Calme-toi. Je serai rétablie avant que le soleil ne se lève à nouveau", a déclaré ma mère. Mais Anna, s'il te plaît, apporte le pain au palais royal. Le roi l'attend et je n'ai pas l'énergie nécessaire pour le porter.
Mais pourquoi est-ce que c'est toujours Anna qui doit y aller ? -reprocha Martina, avec un long visage.
-Parce qu'Anna connaît les cuisiniers du royaume. Si elles veulent avoir ce privilège, elles devraient nous aider davantage dans les champs, tu ne crois pas ?
Toutes mes sœurs se sont regardées en face, alors j'ai vu ma mère m'apercevoir du coin de l'œil, puis j'ai souri, heureuse, parce que ce serait peut-être une nouvelle occasion de voir le prince.
En moins de deux heures, après avoir changé ma robe mouillée pour une robe propre, fleurie et plutôt chaude, je me suis retrouvée avec la grande corbeille de pain frais à l'une des portes du palais. Ce n'était pas la première fois que je m'y rendais, car il m'arrivait parfois d'accompagner ma mère qui se tenait à l'extérieur, contemplant avec admiration les grandes structures où vivaient les personnes les plus importantes du royaume, parmi lesquelles le prince que je connaissais déjà.
-Bonjour, Mademoiselle. Je vois que vous venez seule, et votre mère ?
-Elle est restée à la maison, monsieur. Je suis venu remettre la commission du roi et de la reine.
Le même homme, qui était l'un des marmitons, me sourit gentiment, me fit entrer, et m'ôta des mains la corbeille de pain pour les envelopper dans une autre beaucoup plus fine et plus coûteuse ; puis il me tendit l'argent, et je le comptai.
Pourquoi le comptes-tu, crois-tu que je vais te voler, qui crois-tu que je sois ?
Un commis de cuisine, rien de moins que moi, dis-je sans ambages, agacé par son ton.
L'homme me regarda de haut en bas avec un visage entre enragé et attentif, je me sentis mal à l'aise, je me préparai donc à partir, mais il décida d'ouvrir sa grande bouche.

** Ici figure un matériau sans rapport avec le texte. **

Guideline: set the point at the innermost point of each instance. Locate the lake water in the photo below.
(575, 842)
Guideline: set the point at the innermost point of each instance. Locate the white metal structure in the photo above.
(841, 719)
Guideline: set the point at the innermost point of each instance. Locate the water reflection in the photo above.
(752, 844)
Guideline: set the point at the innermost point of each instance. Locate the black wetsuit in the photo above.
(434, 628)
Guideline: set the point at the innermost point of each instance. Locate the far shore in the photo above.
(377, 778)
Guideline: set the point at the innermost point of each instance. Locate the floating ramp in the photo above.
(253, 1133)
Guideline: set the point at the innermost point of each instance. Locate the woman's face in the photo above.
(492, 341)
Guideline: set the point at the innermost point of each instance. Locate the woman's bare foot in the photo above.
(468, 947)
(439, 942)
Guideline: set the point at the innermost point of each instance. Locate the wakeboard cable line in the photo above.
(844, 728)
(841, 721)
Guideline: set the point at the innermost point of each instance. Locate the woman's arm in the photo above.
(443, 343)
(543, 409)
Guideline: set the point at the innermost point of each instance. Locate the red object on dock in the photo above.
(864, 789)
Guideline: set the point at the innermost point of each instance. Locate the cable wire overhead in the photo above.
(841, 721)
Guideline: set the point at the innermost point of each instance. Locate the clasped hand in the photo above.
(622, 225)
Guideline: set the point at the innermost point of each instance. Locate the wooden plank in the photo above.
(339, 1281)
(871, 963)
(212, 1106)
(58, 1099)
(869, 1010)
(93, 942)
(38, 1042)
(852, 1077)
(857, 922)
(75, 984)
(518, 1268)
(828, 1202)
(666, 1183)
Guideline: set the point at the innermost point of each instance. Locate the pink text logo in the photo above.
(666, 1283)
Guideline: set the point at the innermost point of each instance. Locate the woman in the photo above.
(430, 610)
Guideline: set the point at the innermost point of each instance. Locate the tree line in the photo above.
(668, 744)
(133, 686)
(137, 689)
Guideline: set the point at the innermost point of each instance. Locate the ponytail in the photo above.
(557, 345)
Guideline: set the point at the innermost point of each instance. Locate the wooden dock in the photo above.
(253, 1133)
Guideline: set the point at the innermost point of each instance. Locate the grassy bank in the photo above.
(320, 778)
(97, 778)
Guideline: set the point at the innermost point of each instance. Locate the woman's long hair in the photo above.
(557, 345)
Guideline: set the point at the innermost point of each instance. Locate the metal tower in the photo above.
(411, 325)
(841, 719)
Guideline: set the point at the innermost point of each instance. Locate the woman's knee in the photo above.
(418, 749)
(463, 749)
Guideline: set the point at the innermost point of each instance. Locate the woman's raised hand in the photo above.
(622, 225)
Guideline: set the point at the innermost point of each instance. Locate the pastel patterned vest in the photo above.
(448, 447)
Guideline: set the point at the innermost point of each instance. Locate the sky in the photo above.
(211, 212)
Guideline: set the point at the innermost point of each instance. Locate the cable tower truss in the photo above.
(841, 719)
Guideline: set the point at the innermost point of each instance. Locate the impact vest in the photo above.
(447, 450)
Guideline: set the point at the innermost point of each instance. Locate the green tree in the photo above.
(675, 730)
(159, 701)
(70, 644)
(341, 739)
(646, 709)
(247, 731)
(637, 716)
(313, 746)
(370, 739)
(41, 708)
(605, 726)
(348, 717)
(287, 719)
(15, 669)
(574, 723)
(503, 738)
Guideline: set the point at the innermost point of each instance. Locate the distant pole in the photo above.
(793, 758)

-Les femmes... Peu importe leur jeunesse ou leur hauteur, elles se rendent toutes à nos pieds.
-A tes pieds, le fumier ! ai-je dit avec indignation.
C'est alors que l'homme me saisit le bras de façon grotesque, et à mes cris et tentatives de me libérer, l'une des manches de ma robe à fleurs se déchira, laissant toute mon épaule gauche exposée.
Qu'est-ce qui se passe ici ? -La voix derrière nous m'a fait tressaillir. Lorsque j'ai croisé son regard, un tsunami m'a submergée.